Let's say my huge code is correct, that I didn't mis-count T-States, etc...
If the huge code works *without* counting M1-waits, but does *not* work when counting them, then most-likely that means the T6A43 does *not* have M1-waits. Right?
But, again, assuming my code and T-State counting is correct, then I should be getting the same results in measuring the T-States in a specific time duration via two different methods, which I don't.
So, now, Here's an odd thing... Regardless of whether I count M1-waits, my two time-measurement methods are off by about 2%. However, what *does* change, depending on if I count the plausible M1-wait or don't, is which timer-function reports having counted more T-States during the same time duration.
So, In the last log I did a lot of wild speculation...
And, here I do some possibly even wilder...

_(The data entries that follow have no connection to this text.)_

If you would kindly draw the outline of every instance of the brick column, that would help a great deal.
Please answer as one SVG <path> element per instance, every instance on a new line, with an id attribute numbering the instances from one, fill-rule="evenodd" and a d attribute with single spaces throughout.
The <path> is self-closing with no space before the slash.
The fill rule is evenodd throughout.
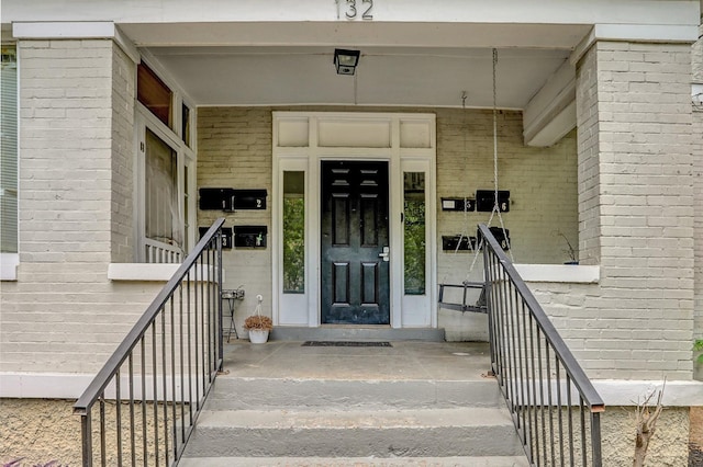
<path id="1" fill-rule="evenodd" d="M 91 374 L 160 287 L 108 281 L 133 261 L 134 64 L 112 39 L 23 39 L 18 56 L 20 266 L 0 284 L 0 369 Z"/>
<path id="2" fill-rule="evenodd" d="M 22 41 L 20 261 L 132 261 L 134 64 L 111 39 Z"/>
<path id="3" fill-rule="evenodd" d="M 601 265 L 595 377 L 690 379 L 691 48 L 599 42 L 578 65 L 580 247 Z"/>
<path id="4" fill-rule="evenodd" d="M 691 48 L 598 42 L 577 72 L 580 258 L 600 264 L 584 330 L 594 377 L 690 379 Z"/>

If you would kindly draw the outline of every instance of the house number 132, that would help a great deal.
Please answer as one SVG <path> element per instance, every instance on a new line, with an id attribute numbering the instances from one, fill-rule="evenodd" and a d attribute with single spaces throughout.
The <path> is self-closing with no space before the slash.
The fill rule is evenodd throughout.
<path id="1" fill-rule="evenodd" d="M 347 11 L 345 15 L 347 20 L 355 20 L 359 11 L 361 12 L 361 20 L 372 20 L 371 9 L 373 8 L 373 0 L 361 0 L 361 5 L 357 7 L 357 0 L 347 0 Z"/>

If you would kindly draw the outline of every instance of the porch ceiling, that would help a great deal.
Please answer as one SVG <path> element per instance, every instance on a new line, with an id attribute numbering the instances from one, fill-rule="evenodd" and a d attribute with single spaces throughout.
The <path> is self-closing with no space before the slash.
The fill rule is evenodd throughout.
<path id="1" fill-rule="evenodd" d="M 241 23 L 120 27 L 196 105 L 392 105 L 525 109 L 589 25 L 467 23 Z M 335 47 L 361 50 L 337 76 Z"/>

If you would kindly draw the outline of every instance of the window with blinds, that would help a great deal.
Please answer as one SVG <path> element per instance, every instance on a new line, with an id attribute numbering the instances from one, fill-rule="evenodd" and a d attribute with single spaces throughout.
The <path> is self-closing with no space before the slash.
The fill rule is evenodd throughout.
<path id="1" fill-rule="evenodd" d="M 2 45 L 0 76 L 0 252 L 18 252 L 18 62 L 14 45 Z"/>

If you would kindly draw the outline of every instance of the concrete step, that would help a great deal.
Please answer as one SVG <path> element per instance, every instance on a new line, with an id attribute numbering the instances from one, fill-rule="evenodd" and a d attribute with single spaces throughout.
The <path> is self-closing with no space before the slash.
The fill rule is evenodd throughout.
<path id="1" fill-rule="evenodd" d="M 444 329 L 437 328 L 350 328 L 350 327 L 287 327 L 271 330 L 274 341 L 424 341 L 444 342 Z"/>
<path id="2" fill-rule="evenodd" d="M 179 467 L 528 467 L 525 456 L 455 457 L 191 457 Z"/>
<path id="3" fill-rule="evenodd" d="M 493 378 L 473 380 L 343 380 L 219 376 L 209 410 L 270 408 L 504 408 Z M 470 373 L 470 372 L 467 372 Z"/>
<path id="4" fill-rule="evenodd" d="M 203 410 L 186 457 L 521 456 L 492 408 Z"/>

What if there is a half-cycle M1-wait?
This doesn't work with the standard Z-80, since the /Wait input is only sampled on the falling-edge of the clock, *and*, even if it sampled on the next rising-edge (during the previously-requested wait), then all the clock levels/edges thereafter would be swapped.
But... Why not?
As @ziggurat29 pointed out in a comment, the T6A43 ASIC (not VLSI, as I always mix-up... AS != Average Scale, AS=Application Specific).... The T6A43 ASIC is, exactly that, Application-Specific, AND, Far Newer than the original Z80...
So, what could that imply?
Well, first, 6MHz, as most claim the clock frequency to be, was well within the speeds of the era this was designed.

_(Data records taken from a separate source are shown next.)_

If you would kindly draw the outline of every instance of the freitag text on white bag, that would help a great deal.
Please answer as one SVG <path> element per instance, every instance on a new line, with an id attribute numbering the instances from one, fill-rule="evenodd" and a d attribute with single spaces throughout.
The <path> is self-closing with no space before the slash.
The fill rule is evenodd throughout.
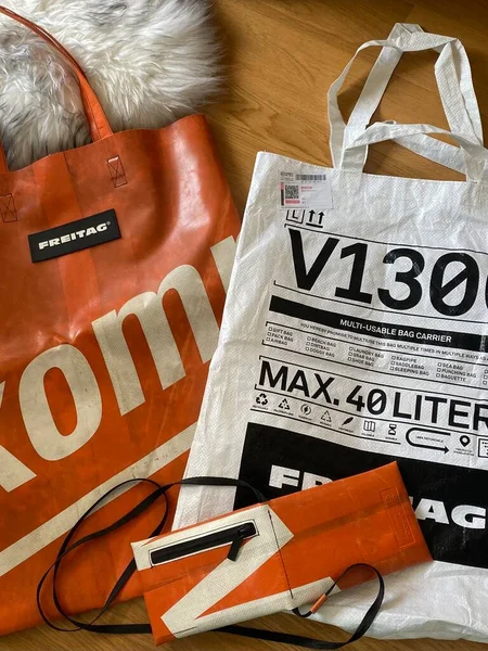
<path id="1" fill-rule="evenodd" d="M 358 52 L 370 46 L 383 49 L 347 125 L 351 62 L 329 92 L 332 169 L 257 157 L 187 474 L 278 497 L 398 460 L 435 562 L 388 577 L 398 597 L 372 635 L 488 639 L 488 151 L 459 40 L 398 24 Z M 367 128 L 402 52 L 426 49 L 450 131 Z M 383 140 L 465 180 L 363 174 Z M 175 526 L 243 498 L 183 489 Z M 358 610 L 337 596 L 320 616 L 351 629 Z"/>

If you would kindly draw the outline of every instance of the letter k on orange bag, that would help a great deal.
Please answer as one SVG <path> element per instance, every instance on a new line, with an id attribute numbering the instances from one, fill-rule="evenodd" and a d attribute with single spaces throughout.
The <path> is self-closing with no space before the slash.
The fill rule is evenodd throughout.
<path id="1" fill-rule="evenodd" d="M 18 171 L 0 161 L 4 634 L 39 622 L 36 586 L 56 540 L 100 495 L 133 476 L 182 476 L 239 219 L 204 117 L 113 133 L 68 52 L 0 12 L 72 64 L 93 138 Z M 126 512 L 141 490 L 119 493 L 92 526 Z M 60 585 L 69 612 L 103 603 L 129 541 L 154 518 L 117 532 L 116 554 L 97 544 L 84 554 L 82 571 Z M 136 577 L 120 598 L 139 593 Z"/>

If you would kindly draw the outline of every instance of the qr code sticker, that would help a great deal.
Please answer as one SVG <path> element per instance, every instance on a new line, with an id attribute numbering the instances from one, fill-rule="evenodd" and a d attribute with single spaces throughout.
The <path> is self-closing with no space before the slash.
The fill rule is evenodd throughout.
<path id="1" fill-rule="evenodd" d="M 285 199 L 299 199 L 298 184 L 285 183 Z"/>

Second, it seems to have been designed for an RC clock... I dunno off-hand how it's implemented, but an easy-enough way would be simply to discharge the capacitor through a transistor, then allow it to recharge through a pull-up resistor, until it reaches some threshold voltage, then discharge it again. Creating a sawtooth wave... which doesn't really do too nicely for a digital circuit like the Z80 which does things on both edges of the clock. So, the simple solution would be to run the sawtooth at Twice the frequency, then use a Toggle-Flip-Flop to divide that in half for a nice 50% square wave.
Now... If one happens to be designing an ASIC like this in some newish era where memories are *much* faster than the original Z80 was designed-for, BUT, there still remain vast quantities of those older slower memories, AND, in that same era tradeoffs were also being made for speed vs low-power... One *Might* consider speeding up the Z80-ASIC a bit for later end-product production-runs, but ALSO leave the option to use slower memories in present runs.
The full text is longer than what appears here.